Pré-candidato à presidência da República esteve em Salvador: Ao Linha de Frente, Romeu Zema nega que direita esteja rachada e defende pulverização de candidaturas

Por João Tramm.

O governador de Minas Gerais, Romeu Zema (Novo), esteve em Salvador no último sábado (24). Em solo baiano, Romeu Zema nega que a direita esteja rachada e defendeu a estratégia de pulverizar candidaturas nas eleições. 

A declaração foi dada durante entrevista ao programa Linha de Frente, da TV Aratu, em Salvador, no último sábado (24). Apesar de bem avaliado em seu estado, Zema apresenta apenas 4% das intenções votos para presidente nas últimas pesquisas divulgadas.

Ao Linha de Frente, Romeu Zema nega que direita esteja rachada

Zema ainda falou sobre sua relação com a Bahia, construída ainda antes da carreira política, quando atuava como empresário no setor de varejo: “Foram mais de 30 anos no setor privado, abrindo 470 lojas, inclusive umas 30 no sul da Bahia”, afirmou.

Ele citou cidades como Guanambi, Brumado, Vitória da Conquista, Caetité e Caculé, destacando que o grupo empresarial gerou mais de 5 mil empregos diretos, todos com carteira assinada.

Já sobre a política baiana, Romeu Zema tem como apoio o nome de José Carlos Aleluia. Os dois são correligionários e devem lançar seus nomes oficialmente, o primeiro para presidência e o segundo para governo da Bahia.

Romeu Zema nega que direita esteja rachada 

Pré-candidato à presidência da República, Zema defendeu a estratégia de pulverização de nomes como forma de ampliar o alcance eleitoral da direita em diferentes regiões do país.

“A direita ter dois, três ou quatro nomes disputando o primeiro turno fortalece a direita. Quanto mais candidatos você tiver, mais votos você terá. No segundo turno, nós estaremos todos unidos. Essa ideia de que a direita está fragmentada não existe. Muito pelo contrário: temos as mesmas propostas e estaremos juntos”, afirmou.

Durante a entrevista, Zema ressaltou sua trajetória no setor privado e sua experiência à frente do Executivo mineiro como credenciais para a disputa presidencial.
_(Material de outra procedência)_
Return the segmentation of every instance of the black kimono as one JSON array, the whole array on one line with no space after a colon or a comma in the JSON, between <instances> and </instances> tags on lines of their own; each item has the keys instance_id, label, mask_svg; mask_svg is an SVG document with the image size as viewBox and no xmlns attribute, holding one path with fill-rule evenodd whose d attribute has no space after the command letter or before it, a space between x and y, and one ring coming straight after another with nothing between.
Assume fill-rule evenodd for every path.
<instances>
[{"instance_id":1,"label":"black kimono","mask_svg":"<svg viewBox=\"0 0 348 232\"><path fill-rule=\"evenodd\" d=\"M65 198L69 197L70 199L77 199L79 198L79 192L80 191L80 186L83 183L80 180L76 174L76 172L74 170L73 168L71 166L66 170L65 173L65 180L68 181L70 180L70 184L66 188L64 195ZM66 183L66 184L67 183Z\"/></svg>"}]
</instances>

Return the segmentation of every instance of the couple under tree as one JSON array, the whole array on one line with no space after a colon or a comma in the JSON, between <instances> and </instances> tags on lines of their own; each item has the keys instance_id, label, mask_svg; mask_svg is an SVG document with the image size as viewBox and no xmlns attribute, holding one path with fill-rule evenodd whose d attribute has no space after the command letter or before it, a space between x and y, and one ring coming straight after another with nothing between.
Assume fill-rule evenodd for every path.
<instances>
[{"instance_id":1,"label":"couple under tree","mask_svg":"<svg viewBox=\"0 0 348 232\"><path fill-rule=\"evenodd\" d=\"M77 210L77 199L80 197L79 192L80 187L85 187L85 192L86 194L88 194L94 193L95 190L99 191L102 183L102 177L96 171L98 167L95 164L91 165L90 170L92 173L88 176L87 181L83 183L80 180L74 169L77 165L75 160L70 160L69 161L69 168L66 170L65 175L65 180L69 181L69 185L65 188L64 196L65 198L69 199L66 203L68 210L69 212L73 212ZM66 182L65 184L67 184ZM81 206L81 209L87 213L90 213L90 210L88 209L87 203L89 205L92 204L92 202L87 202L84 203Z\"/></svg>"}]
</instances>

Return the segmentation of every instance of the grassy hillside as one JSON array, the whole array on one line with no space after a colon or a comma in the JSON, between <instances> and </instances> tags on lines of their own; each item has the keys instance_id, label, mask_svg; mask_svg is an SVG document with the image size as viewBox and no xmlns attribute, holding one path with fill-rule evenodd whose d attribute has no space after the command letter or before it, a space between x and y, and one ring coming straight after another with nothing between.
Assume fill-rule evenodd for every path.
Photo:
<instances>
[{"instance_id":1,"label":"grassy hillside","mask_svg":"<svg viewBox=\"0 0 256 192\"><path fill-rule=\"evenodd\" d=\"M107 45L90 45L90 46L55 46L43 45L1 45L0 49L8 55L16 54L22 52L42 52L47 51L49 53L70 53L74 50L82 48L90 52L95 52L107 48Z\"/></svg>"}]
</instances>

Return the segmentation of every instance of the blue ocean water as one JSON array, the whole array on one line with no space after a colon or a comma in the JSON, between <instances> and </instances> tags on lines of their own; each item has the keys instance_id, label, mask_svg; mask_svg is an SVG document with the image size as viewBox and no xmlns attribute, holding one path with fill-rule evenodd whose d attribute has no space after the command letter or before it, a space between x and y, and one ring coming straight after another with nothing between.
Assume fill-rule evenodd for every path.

Ele comparou a montagem de equipes no mundo empresarial com sua atuação na gestão pública.

“Sempre montei time que funcionou. Foram 30 anos na empresa, que abriu 470 lojas, e depois montei um time no governo de Minas com secretários brilhantes. Eu estou muito acostumado a montar time que ganha o jogo”, disse.

Outro ponto abordado por Zema foi a defesa da flexibilização das leis trabalhistas. Para ele, o modelo atual engessa trabalhadores e empregadores e não dialoga com a realidade do mercado.

“Por que aqui o contrato de trabalho não pode remunerar por hora? O empregado e o empregador deveriam ter liberdade para discutir e decidir o que é melhor. Tem trabalhadores que só trabalham sexta, sábado e domingo e ganham mais do que quem trabalha a semana inteira”, ponderou.

Zema também chamou atenção para o alto índice de informalidade no Brasil e que o debate precisa ir além da escala de trabalho. A escala 6 x 1 já está em tramitação e segue em 2026 para análise do Senado.

“O brasileiro trabalha muito, paga muito imposto e precisa de mais descanso, nisso eu concordo. Mas tem muito populismo nesse debate. Não é por aí”, concluiu.